En ce qui concerne la formation, le rapport du RNDDH souligne une lacune grave. Après leur formation initiale à l’Académie Nationale de Police, 35% des policiers ne reçoivent aucune formation continue. Les équipements fournis à la sortie de l’Académie sont souvent en mauvais état, forçant les policiers à acheter eux-mêmes des équipements essentiels, ce qui ajoute une charge financière supplémentaire à leurs revenus déjà insuffisants. Les armes, les munitions, les boucliers, les bâtons, ainsi que les véhicules comme les voitures et les motocyclettes, sont souvent inadéquats et insuffisants pour répondre aux besoins opérationnels.
La sécurité physique des policiers est également gravement compromise. De nombreux agents ne connaissent pas les protocoles de sécurité physique de l’institution ou n’y ont pas accès, ce qui a des conséquences désastreuses.

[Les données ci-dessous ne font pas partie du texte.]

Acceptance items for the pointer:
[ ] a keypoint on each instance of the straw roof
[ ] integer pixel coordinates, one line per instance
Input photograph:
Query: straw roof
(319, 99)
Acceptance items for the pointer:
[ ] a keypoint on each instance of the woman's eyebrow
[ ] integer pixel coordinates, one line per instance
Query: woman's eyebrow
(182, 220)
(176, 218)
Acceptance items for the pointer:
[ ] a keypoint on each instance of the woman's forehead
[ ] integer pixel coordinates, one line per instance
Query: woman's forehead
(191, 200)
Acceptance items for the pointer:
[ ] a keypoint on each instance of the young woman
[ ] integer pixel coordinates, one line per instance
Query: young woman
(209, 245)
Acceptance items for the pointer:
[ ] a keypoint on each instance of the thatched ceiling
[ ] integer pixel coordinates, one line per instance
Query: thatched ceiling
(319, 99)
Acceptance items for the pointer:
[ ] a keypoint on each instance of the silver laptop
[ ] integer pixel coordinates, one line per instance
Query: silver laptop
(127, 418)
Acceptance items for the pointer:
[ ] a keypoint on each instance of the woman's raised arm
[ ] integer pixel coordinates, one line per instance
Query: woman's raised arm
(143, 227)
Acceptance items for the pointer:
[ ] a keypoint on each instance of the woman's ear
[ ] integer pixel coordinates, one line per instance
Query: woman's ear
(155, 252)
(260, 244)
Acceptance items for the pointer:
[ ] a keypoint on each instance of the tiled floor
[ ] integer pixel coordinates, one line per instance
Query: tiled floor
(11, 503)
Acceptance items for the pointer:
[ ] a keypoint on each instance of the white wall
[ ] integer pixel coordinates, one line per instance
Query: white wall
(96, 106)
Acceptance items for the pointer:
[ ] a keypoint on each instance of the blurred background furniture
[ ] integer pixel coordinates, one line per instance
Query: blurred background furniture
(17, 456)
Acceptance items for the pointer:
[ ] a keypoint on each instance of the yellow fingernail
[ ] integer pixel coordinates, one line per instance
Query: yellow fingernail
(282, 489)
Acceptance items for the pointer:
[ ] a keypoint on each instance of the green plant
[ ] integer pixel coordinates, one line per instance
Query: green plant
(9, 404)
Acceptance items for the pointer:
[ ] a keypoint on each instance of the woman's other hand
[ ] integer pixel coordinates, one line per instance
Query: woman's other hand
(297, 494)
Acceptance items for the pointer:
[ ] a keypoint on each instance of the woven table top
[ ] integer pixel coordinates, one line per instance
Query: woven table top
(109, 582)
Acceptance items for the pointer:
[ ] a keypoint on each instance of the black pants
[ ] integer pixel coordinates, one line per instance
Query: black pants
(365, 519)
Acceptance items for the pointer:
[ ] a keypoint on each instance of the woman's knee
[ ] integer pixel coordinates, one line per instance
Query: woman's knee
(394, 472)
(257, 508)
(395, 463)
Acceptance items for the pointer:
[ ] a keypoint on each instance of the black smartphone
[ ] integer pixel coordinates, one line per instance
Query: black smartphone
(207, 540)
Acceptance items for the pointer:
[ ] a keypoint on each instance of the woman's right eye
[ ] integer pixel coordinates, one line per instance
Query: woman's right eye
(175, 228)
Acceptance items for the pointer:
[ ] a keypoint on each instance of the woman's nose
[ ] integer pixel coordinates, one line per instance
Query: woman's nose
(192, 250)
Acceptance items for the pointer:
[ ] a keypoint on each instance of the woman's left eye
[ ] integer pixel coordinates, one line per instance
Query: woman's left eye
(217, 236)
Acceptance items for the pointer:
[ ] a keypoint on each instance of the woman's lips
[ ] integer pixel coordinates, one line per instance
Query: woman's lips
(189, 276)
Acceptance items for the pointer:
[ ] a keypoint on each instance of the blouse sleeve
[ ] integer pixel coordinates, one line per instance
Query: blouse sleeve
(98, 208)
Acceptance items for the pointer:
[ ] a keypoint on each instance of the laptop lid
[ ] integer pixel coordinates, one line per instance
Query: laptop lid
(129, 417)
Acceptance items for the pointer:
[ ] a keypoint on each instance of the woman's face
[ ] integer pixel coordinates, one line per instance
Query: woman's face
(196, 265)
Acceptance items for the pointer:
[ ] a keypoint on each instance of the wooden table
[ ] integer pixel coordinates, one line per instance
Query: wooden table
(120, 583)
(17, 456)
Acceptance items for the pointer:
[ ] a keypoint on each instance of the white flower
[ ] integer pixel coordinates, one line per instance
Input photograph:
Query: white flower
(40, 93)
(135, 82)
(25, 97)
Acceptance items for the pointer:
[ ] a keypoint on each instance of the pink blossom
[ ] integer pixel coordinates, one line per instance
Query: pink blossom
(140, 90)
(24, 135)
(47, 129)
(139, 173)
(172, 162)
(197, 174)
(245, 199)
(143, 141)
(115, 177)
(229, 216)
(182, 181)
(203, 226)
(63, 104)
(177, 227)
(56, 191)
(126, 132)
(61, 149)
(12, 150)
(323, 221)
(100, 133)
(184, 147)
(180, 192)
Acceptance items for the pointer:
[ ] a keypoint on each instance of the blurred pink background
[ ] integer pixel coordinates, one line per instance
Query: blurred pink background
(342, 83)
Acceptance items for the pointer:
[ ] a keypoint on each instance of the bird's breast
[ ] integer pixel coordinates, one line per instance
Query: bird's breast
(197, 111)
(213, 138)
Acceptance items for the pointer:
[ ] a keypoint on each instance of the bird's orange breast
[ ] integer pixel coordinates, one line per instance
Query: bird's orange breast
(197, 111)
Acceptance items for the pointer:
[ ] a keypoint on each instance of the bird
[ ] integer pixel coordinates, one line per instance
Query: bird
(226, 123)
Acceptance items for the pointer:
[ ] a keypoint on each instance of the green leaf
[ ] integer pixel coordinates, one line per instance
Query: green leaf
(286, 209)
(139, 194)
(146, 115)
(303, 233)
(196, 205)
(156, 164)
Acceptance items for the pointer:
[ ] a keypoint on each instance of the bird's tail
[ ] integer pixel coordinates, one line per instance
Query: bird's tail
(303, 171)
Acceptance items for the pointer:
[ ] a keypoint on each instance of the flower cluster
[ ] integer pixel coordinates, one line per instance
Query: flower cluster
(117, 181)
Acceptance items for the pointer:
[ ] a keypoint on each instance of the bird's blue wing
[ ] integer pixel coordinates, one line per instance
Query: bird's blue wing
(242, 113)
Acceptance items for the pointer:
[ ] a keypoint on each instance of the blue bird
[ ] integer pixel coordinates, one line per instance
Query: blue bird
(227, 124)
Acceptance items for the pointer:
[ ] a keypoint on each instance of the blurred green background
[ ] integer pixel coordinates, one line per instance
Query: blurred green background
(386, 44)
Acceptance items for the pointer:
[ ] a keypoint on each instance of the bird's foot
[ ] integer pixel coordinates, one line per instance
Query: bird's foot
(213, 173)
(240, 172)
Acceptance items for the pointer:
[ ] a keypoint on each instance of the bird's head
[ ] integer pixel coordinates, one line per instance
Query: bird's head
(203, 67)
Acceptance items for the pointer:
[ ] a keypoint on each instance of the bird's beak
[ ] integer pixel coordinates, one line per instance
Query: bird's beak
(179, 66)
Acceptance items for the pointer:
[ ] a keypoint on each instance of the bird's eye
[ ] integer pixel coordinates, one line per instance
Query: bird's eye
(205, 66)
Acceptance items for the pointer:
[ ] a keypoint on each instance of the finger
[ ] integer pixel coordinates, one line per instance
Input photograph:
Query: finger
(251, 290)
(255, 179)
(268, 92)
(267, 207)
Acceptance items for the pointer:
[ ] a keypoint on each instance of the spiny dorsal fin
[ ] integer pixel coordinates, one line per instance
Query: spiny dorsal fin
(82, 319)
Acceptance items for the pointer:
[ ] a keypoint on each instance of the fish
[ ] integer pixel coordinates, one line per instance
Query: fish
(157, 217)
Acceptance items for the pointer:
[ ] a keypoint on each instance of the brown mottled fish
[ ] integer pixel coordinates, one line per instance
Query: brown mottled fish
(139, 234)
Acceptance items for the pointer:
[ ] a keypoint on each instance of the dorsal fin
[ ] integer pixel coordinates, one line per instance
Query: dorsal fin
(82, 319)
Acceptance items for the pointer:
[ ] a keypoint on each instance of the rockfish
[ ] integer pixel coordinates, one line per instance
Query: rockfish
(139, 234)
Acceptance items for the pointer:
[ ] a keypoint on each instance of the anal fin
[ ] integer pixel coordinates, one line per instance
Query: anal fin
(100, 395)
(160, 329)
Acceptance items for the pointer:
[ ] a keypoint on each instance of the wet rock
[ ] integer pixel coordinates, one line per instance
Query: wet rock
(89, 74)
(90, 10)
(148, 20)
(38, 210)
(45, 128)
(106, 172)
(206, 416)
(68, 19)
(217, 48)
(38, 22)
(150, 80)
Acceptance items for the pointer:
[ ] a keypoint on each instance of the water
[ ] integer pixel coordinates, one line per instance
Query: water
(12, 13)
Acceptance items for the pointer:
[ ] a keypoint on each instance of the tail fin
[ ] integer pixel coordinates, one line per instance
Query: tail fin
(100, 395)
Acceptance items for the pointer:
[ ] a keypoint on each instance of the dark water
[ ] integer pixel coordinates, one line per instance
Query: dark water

Le rapport indique que 33% des policiers interrogés ont été victimes d’exactions dans l’exercice de leurs fonctions, incluant des blessures par balles et des agressions à l’arme blanche.
Selon le rapport, entre 2015 et 2024, 323 policiers ont été assassinés, dont 20 rien que pour les six premiers mois de 2024. Parmi ces victimes, 120 ont été tuées sous la direction de Frantz Elbé, un chiffre qui illustre l’escalade de la violence contre les forces de l’ordre. De plus, depuis 2021, 68 attaques armées ont été perpétrées contre des installations policières, dont 55 sous la direction de Frantz Elbé, ce qui montre une tendance inquiétante d’agressions ciblées contre la PNH.
Face à ces conditions déplorables, 95% des policiers interrogés ont exprimé une profonde frustration. Ils demandent des mesures urgentes pour améliorer leurs conditions de travail et leur efficacité sur le terrain. Ils insistent sur la nécessité de recevoir un salaire régulier et proportionnel au coût de la vie, ainsi que le paiement des arriérés de salaire. Ils réclament également une couverture d’assurance santé efficace et une distribution équitable des primes de risque. Un policier a affirmé : « Nous ne demandons pas la lune, juste des conditions de travail décentes et un minimum de respect pour les risques que nous prenons chaque jour. »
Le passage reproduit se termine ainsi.